Contributing Editor, MEMS Investor Journal
Supercapacitors are touted as the enablers of MEMS battery technologies, but so far thin film and other supercapacitor topologies have come up short of fulfilling the dream. Now researchers at Drexel University claim to have discovered a method that doubles the capacity of thin film supercapacitors. Such MEMS capacitors could enable chips to house their own rechargeable power sources, extending the battery lifetimes of all types of mobile devices from handsets to laptop computers.
To the rescue comes Drexel professor Yury Gogotsi, his doctoral advisee John Chmiola, and their collaborators in France, who claim to have discovered a technique for creating thin film “super-duper” capacitors that could someday be integrated onto chips alongside the circuitry they power.
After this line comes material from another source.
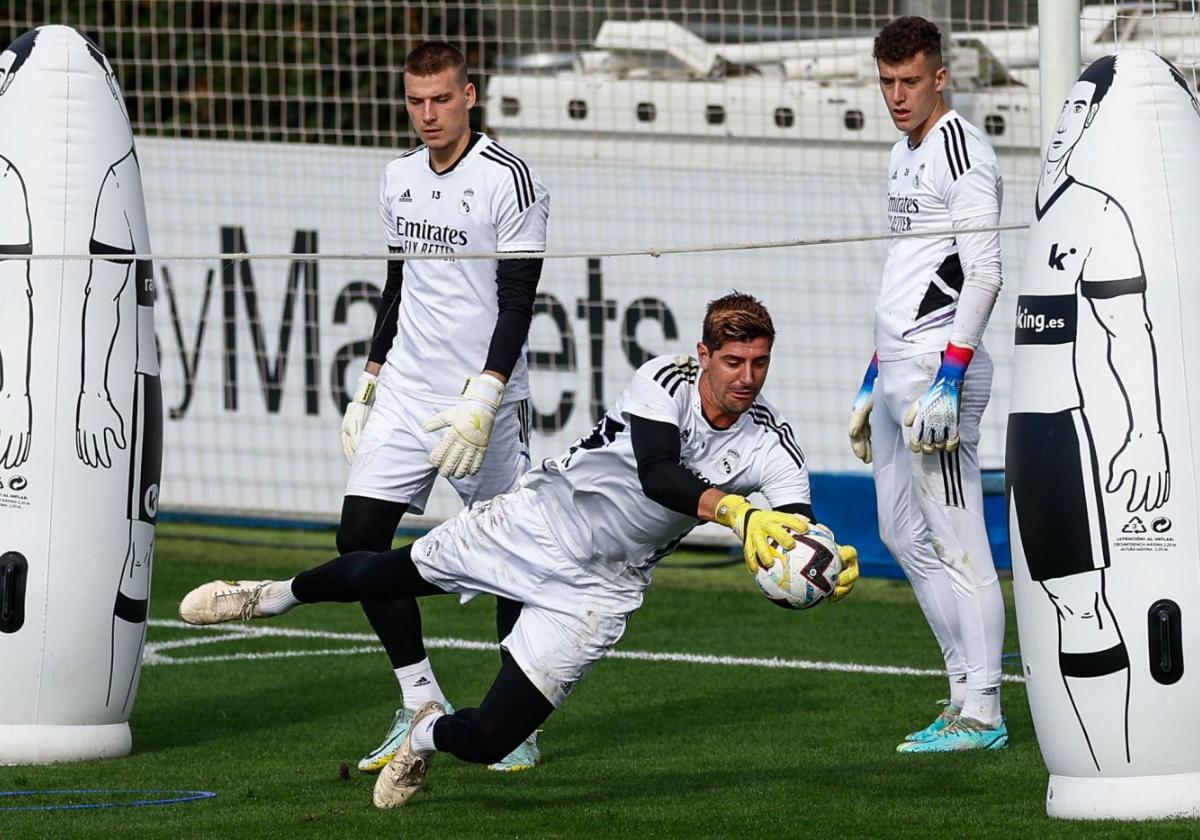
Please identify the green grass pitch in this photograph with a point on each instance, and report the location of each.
(642, 749)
The key to their “super-duper” capacitors is harnessing monolithic carbon films atop titanium carbide substrates.
Conventional supercapacitors already outperform conventional electrolytic capacitors by thousands of times by virtue of ditching the two plates separated by an intervening electrolytic storage substance, in favor of dual-plates separated by nanometers that can be packed side-by-side. The result is a much larger surface area for a given size, accounting for their supersized capacities over conventional designs.
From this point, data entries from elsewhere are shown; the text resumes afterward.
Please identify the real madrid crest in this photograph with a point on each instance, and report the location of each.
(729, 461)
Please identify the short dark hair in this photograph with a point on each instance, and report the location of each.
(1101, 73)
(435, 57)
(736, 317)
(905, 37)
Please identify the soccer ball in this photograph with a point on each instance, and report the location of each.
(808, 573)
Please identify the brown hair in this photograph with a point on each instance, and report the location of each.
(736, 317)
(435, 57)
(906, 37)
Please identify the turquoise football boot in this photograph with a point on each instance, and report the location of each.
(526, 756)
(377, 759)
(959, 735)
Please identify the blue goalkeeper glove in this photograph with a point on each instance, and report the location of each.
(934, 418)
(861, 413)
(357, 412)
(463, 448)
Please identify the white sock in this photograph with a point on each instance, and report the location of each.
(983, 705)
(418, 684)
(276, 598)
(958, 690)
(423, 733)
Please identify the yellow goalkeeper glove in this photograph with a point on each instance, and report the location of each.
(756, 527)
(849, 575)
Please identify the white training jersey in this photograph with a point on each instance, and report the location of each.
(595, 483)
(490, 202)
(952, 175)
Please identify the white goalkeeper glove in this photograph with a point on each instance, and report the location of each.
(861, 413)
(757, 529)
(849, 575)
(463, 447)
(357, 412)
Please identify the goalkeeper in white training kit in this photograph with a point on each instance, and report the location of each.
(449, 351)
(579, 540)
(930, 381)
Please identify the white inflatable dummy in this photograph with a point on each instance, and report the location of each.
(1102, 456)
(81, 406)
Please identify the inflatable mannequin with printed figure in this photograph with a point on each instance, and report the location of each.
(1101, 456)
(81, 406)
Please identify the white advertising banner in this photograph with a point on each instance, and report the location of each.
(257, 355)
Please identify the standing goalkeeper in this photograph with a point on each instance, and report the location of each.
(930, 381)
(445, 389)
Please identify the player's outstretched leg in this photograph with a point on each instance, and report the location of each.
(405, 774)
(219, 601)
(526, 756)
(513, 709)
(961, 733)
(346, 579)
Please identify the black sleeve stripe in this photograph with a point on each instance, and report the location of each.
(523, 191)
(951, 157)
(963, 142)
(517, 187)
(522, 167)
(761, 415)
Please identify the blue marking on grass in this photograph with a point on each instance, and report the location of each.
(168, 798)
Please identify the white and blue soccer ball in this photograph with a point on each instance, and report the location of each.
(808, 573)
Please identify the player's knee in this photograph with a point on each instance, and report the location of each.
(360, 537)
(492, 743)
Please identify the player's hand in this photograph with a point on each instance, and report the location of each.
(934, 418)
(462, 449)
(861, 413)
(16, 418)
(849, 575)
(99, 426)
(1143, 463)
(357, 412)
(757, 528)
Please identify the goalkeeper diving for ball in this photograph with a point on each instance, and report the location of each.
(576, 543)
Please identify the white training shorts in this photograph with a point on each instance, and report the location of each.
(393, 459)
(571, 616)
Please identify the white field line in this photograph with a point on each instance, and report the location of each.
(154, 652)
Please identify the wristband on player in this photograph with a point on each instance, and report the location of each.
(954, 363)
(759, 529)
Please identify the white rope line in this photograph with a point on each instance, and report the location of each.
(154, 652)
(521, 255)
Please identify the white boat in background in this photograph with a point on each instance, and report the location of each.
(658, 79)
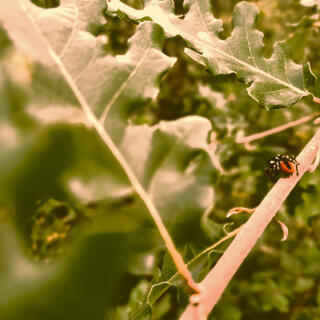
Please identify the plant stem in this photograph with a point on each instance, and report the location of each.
(218, 278)
(260, 135)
A conventional supercapacitor's electrodes harness reversible ion adsorption over their vast surface area, rather than storing chemical energy in a bulk electrolyte, resulting not only in a larger capacity, but also in faster charging and discharging, as well as higher efficiency and a much wider temperature range.
The Drexel researchers improve on this system by etching their carbon electrodes from a titanium carbide (TiC) substrate, thereby forming an extremely porous design with a much higher surface area than conventional carbon electrodes. The result is a very thin electroactive layer that stores twice as much charge as ordinary supercapacitors.